The weapons being developed for use in space can be regarded as black boxes; that is, it is sufficient to know what goes into them in the way of power or fuel requirements and what comes out of them as energy or projectiles. For most readers, it is not necessary to understand what goes on inside the black box, how the weapon works. But for those who are curious about the inner workings of these exotic new kinds of weapons, here are thumbnail sketches of their fundamental principles.

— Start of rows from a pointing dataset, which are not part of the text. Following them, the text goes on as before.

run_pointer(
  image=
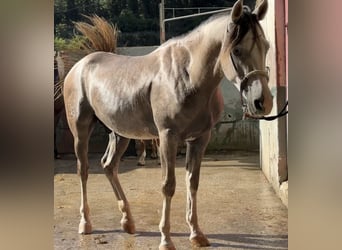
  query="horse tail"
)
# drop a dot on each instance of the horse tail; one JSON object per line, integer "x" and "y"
{"x": 98, "y": 35}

The space-based weapons discussed in this book fall into two basic categories: energy-beam weapons and kinetic-kill weapons. Each category has two types of weapons. Energy-beam weapons, often referred to as directed-energy weapons (DEW), consist of lasers and particle-beam accelerators. Kinetic-kill weapons include missiles and electrically-powered rail guns.
Lasers
The word laser is an acronym from Light Amplification by Stimulated Emission of Radiation.
In a laser, a working medium is made to emit an intense beam of light. The working medium can be a solid, aliquid, or a gas. The first lasers used solids, such as artificial rubies. The lasers being developed for space weapons use gases such as carbon dioxide or hydrogen fluoride, because gas lasers can produce much more power output than solids.
Light is energy, pure and simple. Well, maybe not so simple. Twentieth-century physicists discovered that light can be considered as a wave of energy or as a stream of massless particles, which they dubbed photons. Or as both. Visible light is a small slice of the huge spectrum of electromagnetic energy, a spectrum that includes radio waves, infrared energy, visible light, ultraviolet, X-rays, and gamma rays. Radio waves are the longest in wavelength and the lowest in frequency; some radio waves are miles long. The waves of visible light, in contrast, are less than ten millionths of an inch long. The energy content of a photon depends on its wavelength. Photons of the longwavelength radio waves, for example, pack much less energy than photons of visible light. Ultraviolet light is more energetic than visible light, X-rays more energetic than ultraviolet, and gamma rays the most energetic of them all.
A laser emits energy in the form of an intense beam of lightor rather, an intense beam of electromagnetic energy, which can range from infrared through visible light to ultraviolet. X-ray lasers are being developed, as well. No one has produced a gamma-ray laser. Yet. (Radiowavelength devices called masers for microwave amplification by stimulated emission of radiationactually preceded the development of lasers. But thats another story, and does not concern us here.)
Regardless of its wavelength, the energy that comes out of a laser is very different from the light emitted by ordinary lamps. Laser light is very intense, it is emitted in a narrow beam, it is monochromatic, and it is coherent.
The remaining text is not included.